GOP dirty tricks are what public will remember
Republican Party spokeswoman Deborah Martinez charges that Mayor Martin O'Malley's camp "leaked" Joseph F. Steffen Jr.'s Web postings to the news media ("Managing a rumor quietly, then openly," Feb 13).
But what's to leak? The postings weren't secret. They were written for circulation.
Ms. Martinez then intones that "a year and a half from now, people are only going to remember `sex scandal and O'Malley.' And it wasn't the Republican Party that put him there."
What a revealing slip of the tongue. There is no O'Malley sex scandal. There never was one. There is only a Steffen dirty-tricks scandal.
But by talking about a nonexistent "sex scandal and O'Malley," Ms. Martinez inadvertently exposes this whole matter as a Republican Party dirty-tricks scandal.
Robert Sherman
Gaithersburg
Republican spokeswoman Deborah Martinez, who was quoted as saying, "A year and a half from now, people are only going to remember `sex scandal and O'Malley,'" has it wrong.

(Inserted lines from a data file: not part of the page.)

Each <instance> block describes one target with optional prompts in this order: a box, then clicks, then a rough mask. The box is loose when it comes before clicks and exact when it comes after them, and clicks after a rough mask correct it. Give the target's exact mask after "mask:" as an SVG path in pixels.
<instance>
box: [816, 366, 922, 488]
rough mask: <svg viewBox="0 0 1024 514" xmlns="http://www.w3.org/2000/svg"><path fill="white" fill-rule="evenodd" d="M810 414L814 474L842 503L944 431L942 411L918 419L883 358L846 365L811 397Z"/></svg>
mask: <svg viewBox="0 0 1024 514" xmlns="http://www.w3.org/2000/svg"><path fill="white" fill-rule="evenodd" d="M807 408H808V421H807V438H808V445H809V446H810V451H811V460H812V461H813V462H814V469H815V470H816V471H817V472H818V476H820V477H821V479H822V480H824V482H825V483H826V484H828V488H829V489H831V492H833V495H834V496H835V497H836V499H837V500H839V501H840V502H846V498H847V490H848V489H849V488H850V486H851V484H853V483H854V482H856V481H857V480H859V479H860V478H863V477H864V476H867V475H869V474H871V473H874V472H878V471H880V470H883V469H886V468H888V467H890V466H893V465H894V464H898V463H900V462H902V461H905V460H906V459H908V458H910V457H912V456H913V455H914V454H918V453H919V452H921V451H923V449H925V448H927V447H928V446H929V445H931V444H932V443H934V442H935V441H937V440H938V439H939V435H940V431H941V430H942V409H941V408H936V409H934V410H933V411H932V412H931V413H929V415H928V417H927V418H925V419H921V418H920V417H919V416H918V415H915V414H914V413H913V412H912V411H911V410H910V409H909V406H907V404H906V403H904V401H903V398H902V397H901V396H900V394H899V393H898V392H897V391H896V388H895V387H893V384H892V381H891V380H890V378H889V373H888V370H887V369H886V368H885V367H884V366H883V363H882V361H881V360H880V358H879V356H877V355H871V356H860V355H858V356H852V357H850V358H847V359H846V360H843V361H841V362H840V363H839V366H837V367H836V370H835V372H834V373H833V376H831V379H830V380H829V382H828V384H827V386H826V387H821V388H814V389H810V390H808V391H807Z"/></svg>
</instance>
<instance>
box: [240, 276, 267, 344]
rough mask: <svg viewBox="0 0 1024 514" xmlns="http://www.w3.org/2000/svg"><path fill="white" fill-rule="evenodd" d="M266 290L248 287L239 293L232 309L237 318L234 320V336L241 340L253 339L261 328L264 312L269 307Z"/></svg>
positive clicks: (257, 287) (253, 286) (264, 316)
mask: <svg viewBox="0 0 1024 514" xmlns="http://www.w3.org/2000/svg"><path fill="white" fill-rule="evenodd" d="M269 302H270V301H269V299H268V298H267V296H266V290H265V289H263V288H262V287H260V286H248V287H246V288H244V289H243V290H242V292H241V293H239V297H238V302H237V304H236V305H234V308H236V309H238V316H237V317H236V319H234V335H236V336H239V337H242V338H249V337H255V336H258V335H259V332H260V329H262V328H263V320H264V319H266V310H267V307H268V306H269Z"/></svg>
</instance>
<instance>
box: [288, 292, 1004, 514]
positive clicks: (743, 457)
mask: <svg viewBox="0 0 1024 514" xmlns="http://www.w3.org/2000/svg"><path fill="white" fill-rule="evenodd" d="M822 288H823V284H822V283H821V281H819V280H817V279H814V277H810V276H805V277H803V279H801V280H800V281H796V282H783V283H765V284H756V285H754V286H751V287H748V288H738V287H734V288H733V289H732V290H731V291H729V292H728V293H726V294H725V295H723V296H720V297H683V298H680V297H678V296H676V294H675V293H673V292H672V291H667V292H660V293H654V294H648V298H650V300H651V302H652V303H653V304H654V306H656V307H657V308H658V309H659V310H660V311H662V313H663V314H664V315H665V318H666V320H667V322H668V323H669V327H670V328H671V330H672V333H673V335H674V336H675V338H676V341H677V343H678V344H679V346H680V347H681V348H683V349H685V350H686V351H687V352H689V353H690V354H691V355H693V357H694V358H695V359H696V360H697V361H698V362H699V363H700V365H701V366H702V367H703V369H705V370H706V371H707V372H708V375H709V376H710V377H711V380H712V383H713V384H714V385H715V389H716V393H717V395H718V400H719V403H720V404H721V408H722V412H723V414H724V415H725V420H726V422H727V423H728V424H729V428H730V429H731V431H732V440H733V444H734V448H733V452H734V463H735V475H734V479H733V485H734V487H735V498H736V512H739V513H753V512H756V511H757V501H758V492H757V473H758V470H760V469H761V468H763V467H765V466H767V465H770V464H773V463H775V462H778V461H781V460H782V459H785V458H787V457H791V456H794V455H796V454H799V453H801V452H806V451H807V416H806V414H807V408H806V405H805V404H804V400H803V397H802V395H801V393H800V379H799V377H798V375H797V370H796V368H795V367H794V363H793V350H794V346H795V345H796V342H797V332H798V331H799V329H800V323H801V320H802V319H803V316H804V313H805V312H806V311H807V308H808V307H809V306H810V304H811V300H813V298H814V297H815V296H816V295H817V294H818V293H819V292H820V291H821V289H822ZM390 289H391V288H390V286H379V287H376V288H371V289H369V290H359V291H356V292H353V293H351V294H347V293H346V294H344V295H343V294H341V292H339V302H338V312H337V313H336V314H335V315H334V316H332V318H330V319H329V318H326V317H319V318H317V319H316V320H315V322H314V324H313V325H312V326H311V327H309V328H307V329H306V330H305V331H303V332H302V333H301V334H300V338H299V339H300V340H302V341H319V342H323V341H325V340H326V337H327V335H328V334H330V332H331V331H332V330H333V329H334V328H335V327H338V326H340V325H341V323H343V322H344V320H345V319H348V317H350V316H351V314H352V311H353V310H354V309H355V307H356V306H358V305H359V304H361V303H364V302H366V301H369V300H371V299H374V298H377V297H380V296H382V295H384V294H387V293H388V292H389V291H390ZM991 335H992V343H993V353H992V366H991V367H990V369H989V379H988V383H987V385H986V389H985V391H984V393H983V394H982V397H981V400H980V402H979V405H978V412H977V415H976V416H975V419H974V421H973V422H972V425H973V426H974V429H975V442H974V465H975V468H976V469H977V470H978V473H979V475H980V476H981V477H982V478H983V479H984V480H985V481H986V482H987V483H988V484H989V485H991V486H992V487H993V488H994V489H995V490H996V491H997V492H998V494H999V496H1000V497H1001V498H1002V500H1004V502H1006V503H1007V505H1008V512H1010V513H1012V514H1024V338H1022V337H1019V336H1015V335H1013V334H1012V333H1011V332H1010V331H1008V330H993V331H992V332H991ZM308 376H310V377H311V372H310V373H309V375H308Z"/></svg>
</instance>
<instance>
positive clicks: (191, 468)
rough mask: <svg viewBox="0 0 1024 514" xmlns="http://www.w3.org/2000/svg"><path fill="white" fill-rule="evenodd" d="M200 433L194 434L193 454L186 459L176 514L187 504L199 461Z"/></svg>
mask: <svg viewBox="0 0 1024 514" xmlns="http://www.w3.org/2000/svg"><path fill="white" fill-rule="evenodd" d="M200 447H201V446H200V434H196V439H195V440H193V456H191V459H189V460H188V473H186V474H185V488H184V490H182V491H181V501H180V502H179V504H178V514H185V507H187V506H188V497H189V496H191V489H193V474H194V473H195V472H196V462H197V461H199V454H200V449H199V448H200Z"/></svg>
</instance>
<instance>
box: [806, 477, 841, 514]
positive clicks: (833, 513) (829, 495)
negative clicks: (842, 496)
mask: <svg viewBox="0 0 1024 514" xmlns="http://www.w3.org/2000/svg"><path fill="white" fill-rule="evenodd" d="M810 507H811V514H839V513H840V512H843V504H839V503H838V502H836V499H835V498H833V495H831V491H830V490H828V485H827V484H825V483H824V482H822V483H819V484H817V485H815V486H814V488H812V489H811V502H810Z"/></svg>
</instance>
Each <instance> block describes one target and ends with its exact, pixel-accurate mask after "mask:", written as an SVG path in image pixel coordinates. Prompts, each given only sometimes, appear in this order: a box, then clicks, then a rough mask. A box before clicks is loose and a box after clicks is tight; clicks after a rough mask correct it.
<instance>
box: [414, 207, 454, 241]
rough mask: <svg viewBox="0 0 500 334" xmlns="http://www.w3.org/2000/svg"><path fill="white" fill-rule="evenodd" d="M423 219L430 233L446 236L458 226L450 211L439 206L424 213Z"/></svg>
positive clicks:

A year and a half from now, people will only remember "Ehrlich close friend and political appointee caught in clumsy smear attempt, while Ehrlich scrambles, unsuccessfully, to distance himself."
Lloyd Lachow
Reisterstown
Rodricks can't know who started rumors
In his column "The politics of humiliation and hurt spin nicely on Web" (Feb. 10), Dan Rodricks states matter-of-factly that stories regarding rumors of a romantic affair involving Mayor Martin O'Malley facilitated "the outing of the source of these rumors."
Excuse me? How does Mr. Rodricks know that the man who wrote about the rumors on a conservative Web site, Joseph F. Steffen Jr., is the one who started them?
The Sun wrote that the rumors have been around for 18 months ("O'Malley denounced rumors," Feb. 10). And the Washington Post articles cited by The Sun say that Mr. Steffen's Internet postings were made last summer, six to nine months ago.
Do the math, Mr. Rodricks. It doesn't add up. Unless you have a crystal ball, you have no idea who started the rumors.
Tony Ondrusek
Hunt Valley
Taking mudslinging to a brand new low
The GOP has mastered the art of dirty politics combined with plausible deniability. This strategy has helped defeat respectable Democratic opponents and put the Republican Party in the majority nationally with a foothold in Maryland.